2. As you are aware, Section 2(60) of the Companies Act, 2013 defines an officer who is in default to mean only the following categories of directors:
- whole-time director;
- where there is no key managerial personnel, such director or directors as specified by the Board in this behalf and who has or have given his or their consent in writing to the Board to such specification, or all the directors, if no director is so specified;
- every director, in respect of a contravention of any of the provisions of this Act, who is aware of such contravention by virtue of the receipt by him of any proceedings of the Board or participation in such proceedings and who has not objected to the same, or where such contravention had taken place with his consent or connivance.
3. In view of the above statutory provisions, a non-whole time director should not be considered as a defaulter unless it is conclusively established that
- he was aware of the fact of default by the borrower by virtue of any proceedings recorded in the Minutes of the Board or a Committee of the Board and has not recorded his objection to the same in the Minutes, or,
- the default had taken place with his consent or connivance.
However, the above exception will not apply to a promoter director, even if not a whole time director.

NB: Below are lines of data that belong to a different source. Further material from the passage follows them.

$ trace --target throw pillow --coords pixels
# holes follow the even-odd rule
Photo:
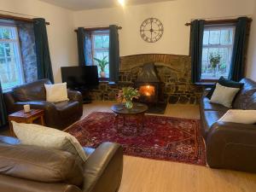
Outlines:
[[[78,140],[67,132],[35,124],[12,121],[12,125],[14,131],[21,144],[68,151],[84,162],[87,159]]]
[[[241,89],[243,86],[243,83],[239,83],[232,80],[229,80],[227,79],[224,79],[224,77],[220,77],[220,79],[218,80],[218,83],[223,86],[225,87],[232,87],[232,88],[240,88]],[[206,96],[208,99],[212,98],[212,96],[214,92],[214,90],[216,88],[216,84],[210,90],[208,94]]]
[[[230,109],[218,121],[255,124],[256,110]]]
[[[216,84],[216,89],[212,96],[210,102],[224,105],[227,108],[232,108],[232,102],[240,90],[239,88],[231,88]]]
[[[46,90],[46,101],[50,102],[59,102],[68,101],[67,83],[44,84]]]

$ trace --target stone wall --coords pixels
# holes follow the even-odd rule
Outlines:
[[[93,100],[113,101],[123,86],[133,86],[144,63],[154,62],[163,83],[165,102],[170,103],[196,104],[201,89],[191,84],[191,61],[186,55],[145,54],[120,58],[119,81],[116,84],[101,82],[98,89],[90,92]]]

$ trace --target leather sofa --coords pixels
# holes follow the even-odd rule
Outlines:
[[[234,109],[256,109],[256,83],[249,79],[233,102]],[[256,172],[256,125],[217,122],[230,108],[209,102],[205,90],[201,101],[201,134],[207,161],[212,168]]]
[[[46,102],[44,84],[49,79],[38,80],[14,88],[4,94],[8,113],[20,111],[23,105],[30,104],[32,108],[44,109],[47,126],[63,130],[80,119],[83,114],[83,98],[80,92],[68,90],[69,101],[61,102]]]
[[[85,163],[68,152],[21,145],[0,136],[0,192],[117,192],[121,146],[105,143],[84,152]]]

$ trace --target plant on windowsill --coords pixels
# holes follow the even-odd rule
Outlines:
[[[217,67],[219,64],[220,60],[221,60],[221,55],[218,53],[210,54],[210,63],[211,63],[211,67],[213,70],[213,77],[216,77]]]
[[[138,99],[140,96],[141,95],[137,89],[134,89],[132,87],[123,87],[122,90],[120,90],[119,92],[118,100],[120,102],[123,102],[123,101],[125,100],[125,108],[132,108],[133,107],[132,99],[133,98]]]
[[[98,63],[98,66],[100,67],[101,68],[101,78],[106,78],[106,74],[105,74],[105,67],[106,66],[108,65],[108,62],[107,61],[107,57],[108,56],[104,56],[103,59],[98,59],[98,58],[93,58],[96,61],[97,61]]]

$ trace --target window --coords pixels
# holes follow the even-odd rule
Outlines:
[[[98,66],[101,79],[109,78],[109,31],[94,31],[92,32],[93,64]],[[102,62],[101,62],[102,61]]]
[[[203,36],[201,79],[228,78],[236,27],[206,26]]]
[[[0,25],[0,80],[3,91],[24,83],[17,28]]]

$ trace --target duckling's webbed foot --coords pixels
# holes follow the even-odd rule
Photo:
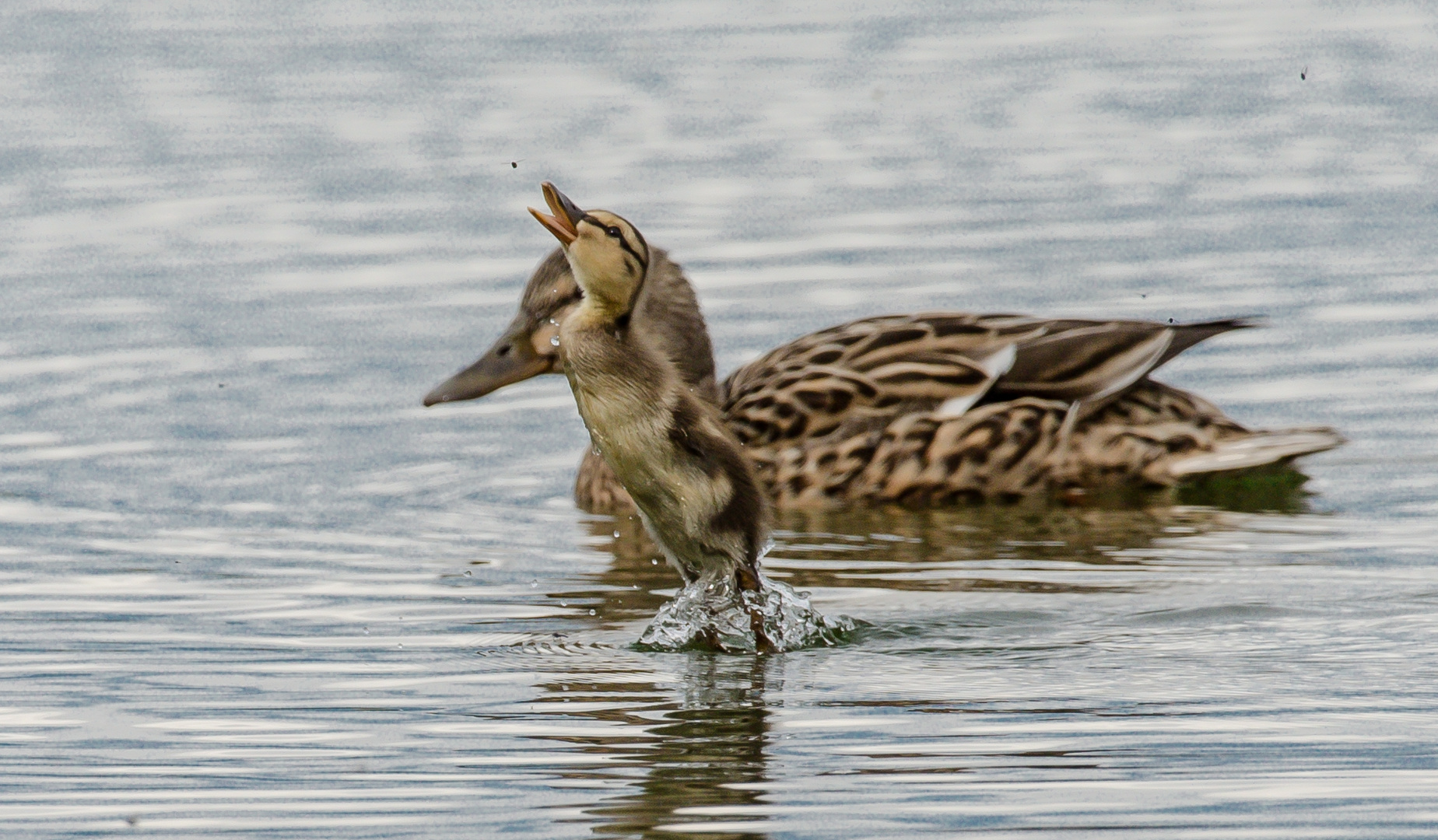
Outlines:
[[[733,571],[733,583],[739,587],[739,601],[749,613],[749,630],[754,631],[754,649],[758,653],[778,653],[779,646],[764,631],[764,585],[755,568],[741,565]],[[745,593],[754,593],[745,595]]]

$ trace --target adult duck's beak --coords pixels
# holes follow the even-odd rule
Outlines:
[[[549,339],[557,334],[558,327],[545,324],[533,328],[521,312],[479,361],[424,394],[424,404],[475,400],[505,385],[554,371],[558,354],[552,351]]]
[[[580,220],[584,219],[584,210],[580,210],[568,196],[557,190],[549,181],[541,184],[541,188],[544,190],[544,201],[549,206],[549,213],[554,213],[554,216],[541,213],[533,207],[529,209],[529,213],[559,240],[559,245],[568,247],[580,236]]]

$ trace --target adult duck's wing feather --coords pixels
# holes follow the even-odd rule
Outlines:
[[[1257,322],[1051,321],[1045,335],[1020,345],[994,396],[1081,401],[1091,413],[1199,341],[1248,327]]]
[[[896,406],[962,414],[1044,322],[969,314],[866,318],[801,337],[736,370],[725,417],[746,444],[824,436]]]
[[[959,417],[854,420],[834,436],[751,450],[781,508],[1005,501],[1064,486],[1171,486],[1343,443],[1332,429],[1250,430],[1206,400],[1142,380],[1073,432],[1061,400],[1018,397]]]

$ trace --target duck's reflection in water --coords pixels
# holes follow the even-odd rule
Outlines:
[[[1150,562],[1142,549],[1160,539],[1229,528],[1232,512],[1306,511],[1304,480],[1297,470],[1273,467],[1078,505],[782,511],[764,565],[797,588],[1114,591],[1125,584],[1015,580],[985,570],[992,570],[992,561],[1011,560],[1090,567]],[[653,616],[680,581],[637,518],[597,516],[587,526],[590,545],[614,562],[598,575],[597,591],[571,594],[597,601],[598,616],[611,626]]]
[[[1277,492],[1274,490],[1277,488]],[[1293,512],[1303,509],[1301,476],[1278,473],[1232,508]],[[1224,501],[1222,488],[1204,502]],[[881,587],[886,590],[994,590],[1014,593],[1119,591],[1127,575],[1078,584],[1063,575],[1014,577],[1005,560],[1054,561],[1089,568],[1155,562],[1143,549],[1173,537],[1231,525],[1218,506],[1182,506],[1168,495],[1148,506],[978,506],[946,509],[869,508],[784,512],[766,565],[791,585]],[[588,595],[601,624],[617,626],[653,616],[679,585],[633,518],[588,522],[591,545],[611,554]],[[1159,552],[1160,554],[1160,552]],[[998,561],[998,562],[995,562]],[[923,572],[923,574],[913,574]],[[1090,575],[1093,577],[1093,575]],[[1103,575],[1099,575],[1100,578]],[[761,797],[768,787],[769,715],[782,690],[785,656],[715,653],[659,654],[654,672],[620,669],[613,680],[591,672],[575,682],[548,686],[562,695],[554,713],[621,723],[623,735],[562,738],[604,757],[598,767],[564,774],[581,787],[620,787],[584,811],[595,834],[651,837],[764,837]],[[613,672],[611,672],[613,673]],[[626,679],[628,677],[628,679]],[[673,683],[669,682],[673,680]]]
[[[765,837],[765,817],[745,811],[761,804],[766,787],[766,695],[782,689],[782,659],[700,652],[672,659],[682,663],[679,686],[562,686],[568,699],[584,705],[562,713],[628,723],[633,734],[572,739],[611,761],[604,770],[565,772],[561,784],[623,784],[621,793],[584,811],[598,823],[598,836],[672,837],[679,828],[703,837]],[[643,693],[653,702],[637,702]]]

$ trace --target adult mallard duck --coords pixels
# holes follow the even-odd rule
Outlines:
[[[1250,430],[1150,374],[1250,319],[1199,324],[929,312],[864,318],[797,338],[715,385],[693,288],[650,247],[634,316],[695,394],[720,410],[781,508],[1011,501],[1172,486],[1343,443],[1332,429]],[[562,250],[535,269],[519,314],[426,406],[562,373],[559,324],[584,299]],[[592,452],[575,501],[633,502]]]

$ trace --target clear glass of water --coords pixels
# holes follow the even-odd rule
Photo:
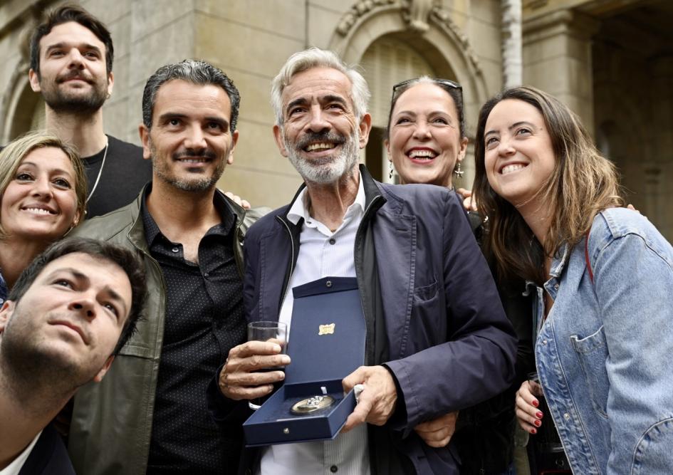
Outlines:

4. Therefore, in partial modification of our aforementioned Circular dated December 22, 2001, we advise that while disseminating information to Credit Information Companies on borrowers with outstanding amount aggregating Rs. 1 crore and above classified as doubtful or loss assets (non-suit filed as well as suit filed accounts), banks/FIs should exclude the names of non-whole time directors (Nominee and Independent Directors) other than the promoter directors from the list, except in the rarest circumstances specified in paragraph 3 above.